Over time, African countries have suffered violence because of ethnic sensitivity and marginalization, but in South Sudan’s case, it seems to be a different scenario in the real sense. According to Sentry’s report, “the leaders of South Sudan’s warring parties manipulate and exploit ethnic divisions in order to drum  up  support  for  a  conflict  that  serves  the  interests  only  of  the  top  leaders  of  these  two kleptocratic networks.”

Only two years after South Sudan became an independent and sovereign state, the tussle for power and control of state resources between Kiir and Machar plunged the country into civil war. Several efforts by regional and international stakeholders to restore the lost peace in the country eventually paid off in August last year.

The two leaders signed a peace deal that caused their fighters to cease fire and a transitional government was formed. However, since July 2016, the peace it found about a year seems to be only temporal. Fighting, killings, and many other atrocities have resumed in the country, and up till now, no definite end is in view.

Kiir and Machar, who apparently instigated the country’s deplorable situation don’t have their families caught in all the troubles. Rather, they own properties worth millions of dollars both within and outside the country, drive expensive cars and also live lavish lifestyles, the report said. The top two leaders are not the only ones indicted in the same report; “immediate family members of South Sudan’s top officials have held commercial ventures throughout the country’s most lucrative business sectors,” a situation that implied the violation of the country’s law.

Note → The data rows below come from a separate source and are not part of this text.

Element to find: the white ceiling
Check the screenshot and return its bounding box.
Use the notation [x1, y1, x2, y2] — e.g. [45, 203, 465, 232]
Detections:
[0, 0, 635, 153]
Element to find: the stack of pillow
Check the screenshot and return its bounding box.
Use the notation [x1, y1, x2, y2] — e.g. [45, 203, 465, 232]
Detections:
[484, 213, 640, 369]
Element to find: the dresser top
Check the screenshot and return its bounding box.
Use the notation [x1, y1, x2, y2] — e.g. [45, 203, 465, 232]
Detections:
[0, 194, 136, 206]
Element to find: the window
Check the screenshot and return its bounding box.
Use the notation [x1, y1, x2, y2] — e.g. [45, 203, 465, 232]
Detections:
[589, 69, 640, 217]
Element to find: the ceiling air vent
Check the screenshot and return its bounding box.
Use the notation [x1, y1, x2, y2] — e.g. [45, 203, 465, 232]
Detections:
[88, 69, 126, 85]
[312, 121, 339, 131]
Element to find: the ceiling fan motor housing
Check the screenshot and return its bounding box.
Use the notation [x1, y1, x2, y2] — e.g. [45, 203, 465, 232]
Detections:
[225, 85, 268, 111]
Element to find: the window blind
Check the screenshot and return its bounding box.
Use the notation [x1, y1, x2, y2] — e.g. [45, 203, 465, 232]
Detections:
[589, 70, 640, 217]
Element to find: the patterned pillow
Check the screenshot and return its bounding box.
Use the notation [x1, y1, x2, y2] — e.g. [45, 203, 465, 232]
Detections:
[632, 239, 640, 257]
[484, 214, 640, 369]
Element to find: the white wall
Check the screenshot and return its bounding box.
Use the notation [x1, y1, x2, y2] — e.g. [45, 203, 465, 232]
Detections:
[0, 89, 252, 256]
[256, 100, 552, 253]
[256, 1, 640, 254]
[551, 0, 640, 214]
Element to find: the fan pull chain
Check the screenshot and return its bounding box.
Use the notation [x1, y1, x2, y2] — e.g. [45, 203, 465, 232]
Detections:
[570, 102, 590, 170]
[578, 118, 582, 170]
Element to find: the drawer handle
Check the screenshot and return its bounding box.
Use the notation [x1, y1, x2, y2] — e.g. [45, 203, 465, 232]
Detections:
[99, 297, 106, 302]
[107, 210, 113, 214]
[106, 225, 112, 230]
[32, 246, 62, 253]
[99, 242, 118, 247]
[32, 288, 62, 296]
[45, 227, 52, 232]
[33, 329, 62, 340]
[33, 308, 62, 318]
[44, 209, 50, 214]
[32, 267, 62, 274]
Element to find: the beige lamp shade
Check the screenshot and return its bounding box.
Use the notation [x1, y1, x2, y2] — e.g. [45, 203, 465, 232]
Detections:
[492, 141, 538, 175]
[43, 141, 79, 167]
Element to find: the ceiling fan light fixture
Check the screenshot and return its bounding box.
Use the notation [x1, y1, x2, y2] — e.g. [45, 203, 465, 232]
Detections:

Just like a Yoruba proverb says, ‘a person would always send another man’s child on a dangerous mission’, ignorant guerrillas are killing their fellow citizens, while those that order them around, including Machar and Kiir, have their families safe somewhere outside the battlefield. The report by the Sentry further raises questions as to whether or not, the South Sudanese people can have the hopes and dreams that came with the country’s independence ever materialize any time soon.

Even as these revelations call for urgent international intervention to save South Sudan from perceived kleptocracy, the quest for the peace of this time may be better achieved if Salva Kiir and Riek Machar step down and give way for a better leadership.